[DBWG] Whois output (was: [Community-Discuss] Questions)

Ronald F. Guilmette rfg at tristatelogic.com
Sat Dec 26 00:45:11 UTC 2020


In message <6.2.5.6.2.20201225064102.09ec3548 at elandnews.com>,
"S. Moonesamy" <sm+af at afrinic.net> wrote:

rfg>Another problem is that unlike other object types in the WHOIS data
rfg>base, the full history of person: objects is simply not available.
rfg>
rfg>No rationale and no explanation for this has been provided, even though
rfg>I have asked about it several times now. Neither has it ever been
rfg>clear on whose authority the decision was made to render the historical
rfg>versions of person: objects inaccessible.

>

>The explanation about the historical information for "person"

>objects, which was provided in 2019, was that it was done for privacy reasons.


Swell.

Who provided that explanation? Where was it provided? And who made the
actual decision that the mere utterance of that one apparently magical
word "privacy" was either a proper or an adequate basis for AFRINIC to
hide and effectively "disappear" all historical WHOIS records?

Was the decision reached as the end product of AFRINIC community input?
Or did the AFRINIC staff take it upon themselves to make this decision
unilaterally and without any community input?

If the latter, then I think that the community should be at least asked
before any important decision to deliberately hide information is reached.

Do you disagree?


>In 2016, there was a discussion about filtered "Whois output". It is

>unclear whether the historical versions of the "person" object were

>accessible before 2016. The message at

><https://lists.afrinic.net/pipermail/dbwg/2020-December/000286.html>

>refers to a decision which was taken upstream.

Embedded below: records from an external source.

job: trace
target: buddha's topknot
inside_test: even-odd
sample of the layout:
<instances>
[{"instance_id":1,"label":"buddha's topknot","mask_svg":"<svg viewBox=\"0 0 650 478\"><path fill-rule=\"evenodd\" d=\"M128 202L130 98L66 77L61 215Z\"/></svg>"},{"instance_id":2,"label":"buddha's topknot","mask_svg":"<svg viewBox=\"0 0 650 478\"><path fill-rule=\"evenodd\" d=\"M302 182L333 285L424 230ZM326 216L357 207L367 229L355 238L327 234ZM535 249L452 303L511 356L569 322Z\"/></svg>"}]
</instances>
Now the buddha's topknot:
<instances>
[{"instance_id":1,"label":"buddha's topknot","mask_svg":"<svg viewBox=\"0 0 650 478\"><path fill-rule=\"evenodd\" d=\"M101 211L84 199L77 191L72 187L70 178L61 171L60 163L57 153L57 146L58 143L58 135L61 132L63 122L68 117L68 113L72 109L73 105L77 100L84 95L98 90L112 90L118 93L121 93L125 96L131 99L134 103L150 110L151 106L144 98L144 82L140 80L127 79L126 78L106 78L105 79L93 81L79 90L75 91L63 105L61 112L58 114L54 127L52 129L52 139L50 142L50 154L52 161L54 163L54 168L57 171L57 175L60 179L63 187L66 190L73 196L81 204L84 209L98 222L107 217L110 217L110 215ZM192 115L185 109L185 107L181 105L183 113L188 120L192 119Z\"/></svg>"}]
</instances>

No, it doesn't. And what would "upstream" even mean in this context?
The NRO? ICANN?

Anyway, if you actually read what is at the link you just provided, you
will see that the discussion there is only about the accesibility of
*deleted* data base objects. That is an issue and a problem also, but
it is separate from and different from the issue/problem that it is
currently not possible to obtain the *historical* versions of even those
person: records that are still in the data base, as of today.

Here is the list of three things that I need to have in order to complete
my investigations. In all three cases, it appears that AFRINIC staff have
unilaterally decided that all of these things should be "off limits" to
all "ousiders"... APNIC technical advisors excepted... even though *nobody*
has justified or even given any explanations for these unilateral staff
decisions:

*) Full and unredacted "bulk" access to the *current* data base (for
well-vetted and well-qualified researchers who agree not to use
the data for marketing purposes)

*) Full and unredacted "bulk" access to *all* historical data base
records for *all* record types, including the critical person:
records that were manipulated by Ernest Byaruhanga and his criminal
friends.

*) Non-bulk (individual query) historical records even for previously
deleted data base objects.

I say again, I do not think that just waving around the word "privacy", as
if it were some sort of a magic wand, is either adequate or sufficient,
either as a basis for keeping any of these records secret *or*, just as
importantly, for staff to go around making decisions about these things
on their own and behind the backs of the community. Do they fear having
open and public debates on whether or not all of these current and
historical WHOIS records should be hidden and secret?